Health care: Asymmetric Thinking about Return on Investment


We’ve attended many conferences about providing health care to patients with high medical and social needs — people with chronic illnesses who are frequently readmitted to the hospital. It seems as if every presentation refers to “return on investment” (ROI), which is invariably presented as a constraint — as in “Our program kept people out of the hospital, but we just couldn’t get the ROI to work.” Heads nod understandingly, and then participants move on to other topics.

At conferences about providing care for patients with cancer or other acute illnesses, by contrast, we almost never hear the term ROI. Instead, people talk about clinical gains, using understandable and patient-centered terms like “survival.” Though high drug prices are sometimes mentioned, no one ever says the ROI is prohibitive. No one mentions ROI at all.

There is no obvious reason why ROI is more relevant to some clinical situations than to others. So why do we focus so heavily on ROI when the topic is chronic illness but rarely mention it when the topic is cancer? A huge amount of the cancer care we deliver provides such small personal and social gains that, were those gains monetized, the endeavor’s ROI would be deeply negative. And yet we ask,

“What’s the ROI of that program that keeps chronically ill patients out of the hospital?” but not “What’s the ROI of treating advanced lung cancer?”

Comment by Don McCanne of PNHP:
The concept of return on investment (ROI) in health care may represent what is wrong with our system that causes it to be so expensive yet often mediocre by international standards.

Most health care professionals and institutions are largely fixated on their efforts to provide the best patient care they can with the given resources. But much of the medical-industrial complex is fixated on ROI, as is obvious by the examples of the private, for-profit insurers and the pharmaceutical firms with their egregiously high profits.

The authors of this article discuss trying to take care of cancer patients in which ROI standards are not considered since “monetized” gains for cancer patients would be “deeply negative.” They contrast that with readmissions of patients with chronic illnesses in which the ROI is important based on the penalties assessed for failing to prevent the readmissions.

On the one hand, the professionals and institutions are simply paid for providing appropriate care.

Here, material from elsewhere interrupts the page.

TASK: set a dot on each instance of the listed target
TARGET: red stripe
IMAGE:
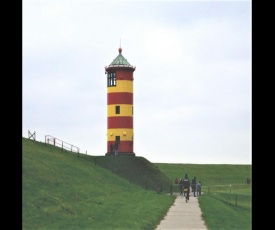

On the other, attempting to provide appropriate care is complicated by a necessity to consider the potential of a negative ROI because of financial considerations - penalties - which have nothing to do with the actual medical care being provided.

Instead of ROI driving motivation, the authors suggest that we reframe health care financing as “positive payments for noble work rather than punitive revenue reductions.”

They conclude, “As U.S. health care financing begins again to shift risks to hospitals and physicians through bundled payments or readmission penalties, the financing of the care for our most challenging patients might be better shifted in the other direction.”